Золотая паутина - Барабашов Валерий Михайлович. Страница 18

Надоело нам на дело
Свои перышки таскать.
Папы, мамы, прячьте девок —
Мы идем любовь искать, —

вспомнил он блатную песню Розенбаума, и на душе малость полегчало.

Генка видел, что пассажиры обращают на него внимание, и это было ему неприятно.

— Ну, чего вылупилась? — грубо сказал он молодой женщине с ребенком на руках, и та поспешно пересела на другое место, а девочка от испуга заплакала.

«Пялится как эта…» — не нашел Генка сравнения, понимая, конечно, что женщина, в общем-то, не виновата и даже не сказала ему ни слова, но сдержать злости и раздражения он не смог.
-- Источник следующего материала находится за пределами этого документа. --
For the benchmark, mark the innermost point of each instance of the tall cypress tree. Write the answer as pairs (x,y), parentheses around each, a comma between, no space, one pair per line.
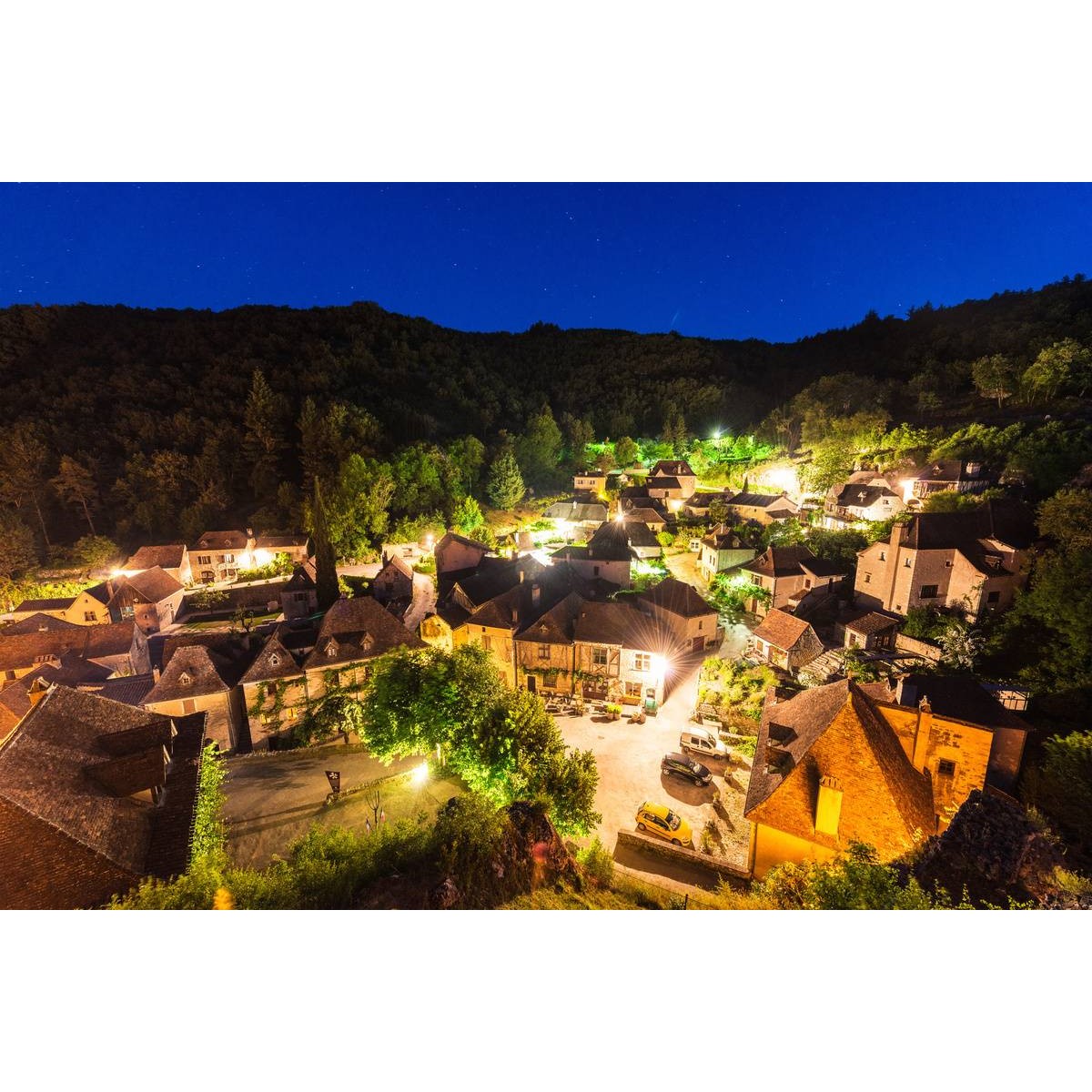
(326,565)
(506,486)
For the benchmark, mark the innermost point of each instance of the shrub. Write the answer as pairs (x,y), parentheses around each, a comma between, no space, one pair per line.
(598,864)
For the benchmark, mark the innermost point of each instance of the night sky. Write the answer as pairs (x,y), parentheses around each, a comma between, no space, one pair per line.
(773,261)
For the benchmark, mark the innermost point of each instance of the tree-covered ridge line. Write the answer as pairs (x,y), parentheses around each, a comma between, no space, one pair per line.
(156,401)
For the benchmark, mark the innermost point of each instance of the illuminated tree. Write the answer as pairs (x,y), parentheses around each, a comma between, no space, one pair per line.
(468,517)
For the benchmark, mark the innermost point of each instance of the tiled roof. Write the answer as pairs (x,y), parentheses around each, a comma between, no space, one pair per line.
(90,642)
(642,516)
(1006,521)
(557,625)
(70,834)
(37,623)
(758,500)
(279,541)
(56,604)
(221,540)
(611,543)
(128,689)
(640,535)
(872,622)
(678,598)
(944,470)
(190,672)
(153,584)
(782,631)
(167,557)
(359,629)
(622,625)
(44,771)
(273,662)
(672,468)
(490,580)
(864,496)
(398,563)
(303,578)
(780,561)
(824,568)
(955,696)
(834,731)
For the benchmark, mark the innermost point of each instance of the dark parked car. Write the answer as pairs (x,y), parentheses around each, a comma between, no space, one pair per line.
(685,767)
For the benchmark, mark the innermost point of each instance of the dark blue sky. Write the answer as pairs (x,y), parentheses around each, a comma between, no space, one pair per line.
(774,261)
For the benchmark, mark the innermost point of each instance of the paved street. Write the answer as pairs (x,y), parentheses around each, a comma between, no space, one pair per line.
(628,757)
(273,800)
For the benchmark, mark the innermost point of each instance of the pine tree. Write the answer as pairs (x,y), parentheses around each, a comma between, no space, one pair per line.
(326,565)
(76,484)
(262,440)
(506,486)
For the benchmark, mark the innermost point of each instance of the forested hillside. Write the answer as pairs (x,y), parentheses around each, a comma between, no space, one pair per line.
(162,416)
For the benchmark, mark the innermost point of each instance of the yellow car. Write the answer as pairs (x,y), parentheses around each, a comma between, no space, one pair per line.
(656,819)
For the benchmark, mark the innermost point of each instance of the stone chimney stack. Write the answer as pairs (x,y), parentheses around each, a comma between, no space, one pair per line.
(829,806)
(922,733)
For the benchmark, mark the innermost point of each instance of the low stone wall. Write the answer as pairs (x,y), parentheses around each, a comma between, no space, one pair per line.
(715,866)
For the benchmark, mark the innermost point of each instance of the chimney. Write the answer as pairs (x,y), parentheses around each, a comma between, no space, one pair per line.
(829,806)
(922,733)
(905,693)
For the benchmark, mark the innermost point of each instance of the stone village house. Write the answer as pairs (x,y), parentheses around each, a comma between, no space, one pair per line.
(844,763)
(971,561)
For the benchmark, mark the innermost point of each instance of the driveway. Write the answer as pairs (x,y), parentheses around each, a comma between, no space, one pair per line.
(628,758)
(272,800)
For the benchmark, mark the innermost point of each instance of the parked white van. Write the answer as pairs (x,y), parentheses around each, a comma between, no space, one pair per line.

Доконала его водитель трамвая, рыжая толстая деваха, которая на конечной остановке открыла только переднюю дверь и стала проверять билеты.

— А твой где? — строго спросила она Генку, и тот нервно осклабился, дернул щекой.

— У меня проездной.

— Покажи.

— Да неудобно при людях расстегиваться-то. — Генка уставился на пышную грудь трамвайщицы.

— Хам! — сказала девушка и, покраснев, отступила.

— Ты поосторожней, халява, поосторожней! — визгливо крикнул Генка и стал угрожающе надвигаться на девушку, но за спиной его закричали сразу несколько голосов:

— Только попробуй, тронь!

— А ну топай, парень, не дури!

— Мужчины, да что же вы смотрите?! Дайте ему, чтобы знал.

— Вот шпана распоясалась, а! В милицию его сдать нужно!

Второй раз за сегодняшний день Генке с милицией встречаться не хотелось, пришьют еще хулиганство — двести шестую статью. И Дюбель слинял — шустро выпрыгнул из трамвая, подхватил ноги в руки, и только его и видели, черная куртка его скоро пропала в густых зеленых посадках, разросшихся вдоль железнодорожного полотна. А за рельсами — рабочий поселок, серый трехэтажный дом, мамка, не очень-то ждущая своего сынка: матери Генка не писал ничего, не любил ее и ни во что не ставил. Про отца и думать забыл, как будто его и не было никогда в этой сволочной, безрадостной жизни…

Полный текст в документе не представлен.